MM is a very aggressive cancer of pleural or peritoneal mesothelial cells caused by asbestos exposure. Military veterans are at increased risk of developing this cancer because of history of exposure with asbestos. In a large study Navy or shipyard exposures accounted for about one-third of all MM cases. As the latency period of development of MM is very long (10-50 years) following asbestos exposure, the cases of MM will continue to appear for decades to come. Because of difficulties in early diagnosis and resistance to conventional therapies, MM remains a challenge to clinicians. Although in recent years significant progress has been made in unraveling the mechanisms of interaction of mesothelial cells to asbestos fibers, resulting modulation of signaling pathways, and genetic and epigenetic events, the critical question remains, how inhaled asbestos fibers in lungs communicate to remotely present mesothelial cells to cause MM. In the present project, we propose to understand how asbestos-exposed macrophages and lung epithelial cells communicate to remotely present pleural and peritoneal mesothelial cells. We hypothesize that exosomes, tiny vesicles (30-100 nm) secreted from macrophages and epithelial cells in response to asbestos exposure can carry the information (chemical messenger) relevant for mesothelial cell transformation. Exosomes are known to communicate with adjacent as well as distant cells. We rationalize that although the first cells to encounter inhaled asbestos are epithelial cells and macrophages, it is the secreted exosomes from these cells that carry the information to pleural or peritoneal mesothelial cells that educate them to develop into MM. We also hypothesize that exosomes from primary MM tumors can help in local spreading and progression of the disease. These basic studies on exosomes will be extended in humans, in which the exosomes from blood plasma of normal, asbestos-exposed individuals, and MM patients will be analyzed for their protein signature. These translational studies in humans may help in identifying lead candidates of biomarkers for asbestos exposure and early MM diagnosis.

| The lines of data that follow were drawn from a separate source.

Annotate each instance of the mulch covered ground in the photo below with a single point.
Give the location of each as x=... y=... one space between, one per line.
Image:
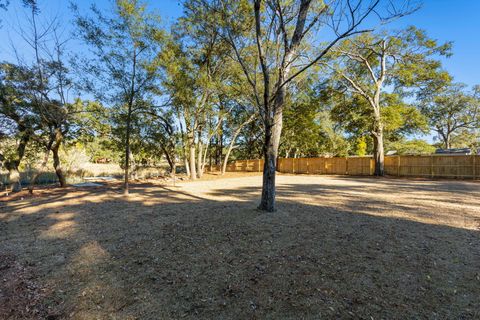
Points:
x=338 y=247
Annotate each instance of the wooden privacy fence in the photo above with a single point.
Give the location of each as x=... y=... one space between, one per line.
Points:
x=432 y=166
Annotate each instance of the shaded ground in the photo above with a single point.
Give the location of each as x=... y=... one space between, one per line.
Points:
x=338 y=247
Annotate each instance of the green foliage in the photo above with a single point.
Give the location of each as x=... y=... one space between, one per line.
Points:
x=411 y=147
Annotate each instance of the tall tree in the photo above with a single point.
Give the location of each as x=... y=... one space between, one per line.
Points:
x=452 y=111
x=367 y=64
x=122 y=67
x=18 y=118
x=282 y=33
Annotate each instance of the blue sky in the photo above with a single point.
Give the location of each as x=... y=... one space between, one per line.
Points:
x=445 y=20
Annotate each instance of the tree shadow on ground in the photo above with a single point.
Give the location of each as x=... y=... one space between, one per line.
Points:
x=166 y=253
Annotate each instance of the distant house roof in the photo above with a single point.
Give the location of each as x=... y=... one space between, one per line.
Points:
x=465 y=151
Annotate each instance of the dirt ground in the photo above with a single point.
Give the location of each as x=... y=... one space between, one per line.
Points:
x=338 y=247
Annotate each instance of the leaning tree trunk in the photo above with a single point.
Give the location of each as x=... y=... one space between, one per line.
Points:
x=379 y=154
x=56 y=159
x=225 y=160
x=58 y=168
x=273 y=130
x=14 y=179
x=39 y=172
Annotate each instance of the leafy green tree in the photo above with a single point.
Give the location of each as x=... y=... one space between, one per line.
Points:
x=18 y=119
x=411 y=147
x=366 y=65
x=122 y=69
x=453 y=113
x=280 y=35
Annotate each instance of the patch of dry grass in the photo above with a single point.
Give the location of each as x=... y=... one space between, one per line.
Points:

The outcome of this study will help in advancing the field of MM. In the short term, it will be a step forward in understanding the mechanism of MM development and identification of biomarkers of asbestos exposure, which may lead to early diagnosis of MM. In the long term, with further research, we may identify biomarkers of MM progression and design therapies to target them.

This research is a combination of basic and translational, eventually leading to therapy. The basic part will deal with understanding the mechanism of MM development after asbestos exposure. Identification of exosome protiens in asbestos exposed plasma from human will support in vitro basic research and at the same time may help in identifying biomarkers for asbestos exposure and early diagnosis of MM. Identification of exosome molecular markers involved in MM tumor progression will help in designing targeted therapy for MM.

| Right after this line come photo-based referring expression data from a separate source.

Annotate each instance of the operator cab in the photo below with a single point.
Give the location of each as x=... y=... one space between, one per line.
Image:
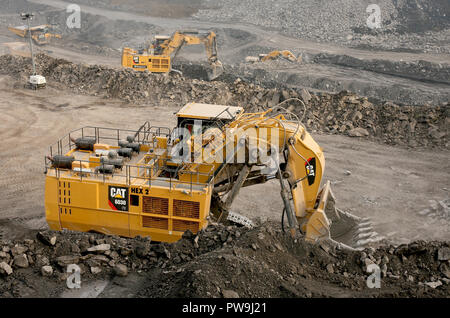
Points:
x=157 y=41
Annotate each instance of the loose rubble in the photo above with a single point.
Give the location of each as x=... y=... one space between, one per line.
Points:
x=226 y=261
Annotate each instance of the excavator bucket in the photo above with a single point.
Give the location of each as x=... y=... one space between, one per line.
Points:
x=346 y=229
x=215 y=71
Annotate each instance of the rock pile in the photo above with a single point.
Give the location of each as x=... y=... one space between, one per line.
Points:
x=100 y=256
x=266 y=262
x=224 y=261
x=342 y=113
x=405 y=24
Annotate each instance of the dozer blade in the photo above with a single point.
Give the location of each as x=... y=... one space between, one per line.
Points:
x=215 y=71
x=345 y=229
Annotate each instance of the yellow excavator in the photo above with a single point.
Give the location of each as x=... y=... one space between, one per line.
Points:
x=159 y=56
x=40 y=34
x=288 y=55
x=159 y=182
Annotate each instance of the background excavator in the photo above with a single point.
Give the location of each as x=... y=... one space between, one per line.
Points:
x=163 y=50
x=288 y=55
x=40 y=34
x=159 y=182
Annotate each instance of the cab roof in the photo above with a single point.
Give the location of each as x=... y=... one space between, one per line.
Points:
x=209 y=111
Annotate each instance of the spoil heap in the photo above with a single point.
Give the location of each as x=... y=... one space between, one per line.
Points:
x=223 y=261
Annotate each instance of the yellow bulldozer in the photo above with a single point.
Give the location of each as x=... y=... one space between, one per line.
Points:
x=40 y=34
x=158 y=57
x=161 y=182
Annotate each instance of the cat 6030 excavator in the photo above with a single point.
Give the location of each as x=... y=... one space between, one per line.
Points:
x=160 y=182
x=163 y=50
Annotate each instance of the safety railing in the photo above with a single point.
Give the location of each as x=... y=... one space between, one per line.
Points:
x=132 y=172
x=144 y=135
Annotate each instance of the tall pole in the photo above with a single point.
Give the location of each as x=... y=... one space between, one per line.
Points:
x=28 y=17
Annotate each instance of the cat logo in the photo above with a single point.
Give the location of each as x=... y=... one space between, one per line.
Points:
x=118 y=198
x=310 y=167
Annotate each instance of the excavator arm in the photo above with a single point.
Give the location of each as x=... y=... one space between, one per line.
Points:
x=299 y=166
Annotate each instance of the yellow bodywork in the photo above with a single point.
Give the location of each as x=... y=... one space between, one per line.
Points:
x=145 y=61
x=159 y=56
x=154 y=194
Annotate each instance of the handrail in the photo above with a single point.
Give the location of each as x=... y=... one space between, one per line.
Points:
x=173 y=182
x=65 y=144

Preliminary data generated from this proposal will be used for a grant application to different mechanisms to generate more clinically relevant outcome in next 5 years or so.

Outcome of this study may help in advancing the field of MM by providing early diagnosis as well as potential targets for therapy.

As MM is a devastating disease for military service members due to service-related exposure to asbestos, outcome of our project will have a huge impact on them in terms of early diagnosis and/or therapy.